President Donald Trump is treating life-saving medical equipment as emoluments he can dole out as favors to loyalists. It’s the worst imaginable form of corruption — playing political games with lives. For the good of this nation during what should be a time of unity, he must stop…
Trump had only days before prevented Colorado Gov. Jared Polis from securing 500 ventilators from a private company, instead, taking the ventilators for the federal government. Polis sent a formal letter pleading for medical equipment, but the president took the time to make clear he was responding to a request from Gardner. We are left to believe that if Colorado didn’t have a Republican senator in office, our state would not be getting these 100 ventilators. How many ventilators would we be getting if we had a Republican governor and a second Republican senator? [Pols emphasis] Would that indicate we had more Republican lives in our state worth saving for Trump and resources would start flowing? Should Utah be concerned that Sen. Mitt Romney voted to remove the president from office?
This behavior comes, of course, weeks after Trump informed states they would have to compete against one another in the procurement of medical supplies at a time of global shortages due to the coronavirus pandemic.

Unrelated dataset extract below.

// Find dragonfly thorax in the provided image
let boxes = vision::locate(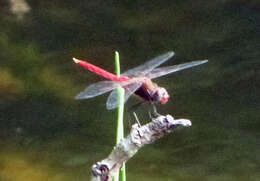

9NEWS’ Kyle Clark welcomed the 100 ventilators, but absolutely shredded the “laughably clumsy politics” behind Gardner’s attempt to shine Trump’s turd:
Even Colorado’s senior Sen. Michael Bennet who has been very reticent out of a sense of same-state collegiality to directly criticize Gardner’s endless fealty to Trump, couldn’t defend this one:
The fact that FEMA and HHS got in the middle of what should have been a simple transaction demonstrates this administration’s lack of strategy and proper coordination during this crisis.
— Michael Bennet (@SenatorBennet) April 8, 2020
Rep. Diana DeGette of Denver was quite a bit more direct, as CBS4 Denver reports:
“I think this thing that happened with Sen. Gardner and President Trump is very disturbing,” DeGette told CNN Wednesday evening. “What is the process here?”
DeGette said that while she wants the state to get every ventilator it can — after initially requesting 10,000 — the process employed by the White House shows that the president appears to be doling out the ventilators to his allies at a time when the virus is affecting people of all political persuasions.
“It seems that way to me,” DeGette said when asked if it appeared to be a political favor to Gardner. “I was totally outraged.” [Pols emphasis]
In hindsight, Gardner’s attempt to deceive not just Coloradans but the much larger conservative audience at Fox News into thinking that Trump somehow did Colorado a favor, when in fact much more harm than good was done in the full context, backfired spectacularly–with more coverage given to the original co-opting of 500 ventilators than the limited coverage that story received when it happened. Reporters were obliged to give the proper context that Trump and Gardner omitted, and it completely changed the story. Trump became the villain, not Colorado’s savior, and Gardner became a willing agent in a brazen deception of the people of his own state.
Every Colorado voter who understands this is going to be horrified. It is going to change votes.
And it was completely avoidable. Gardner didn’t have to do this. He thought it would work.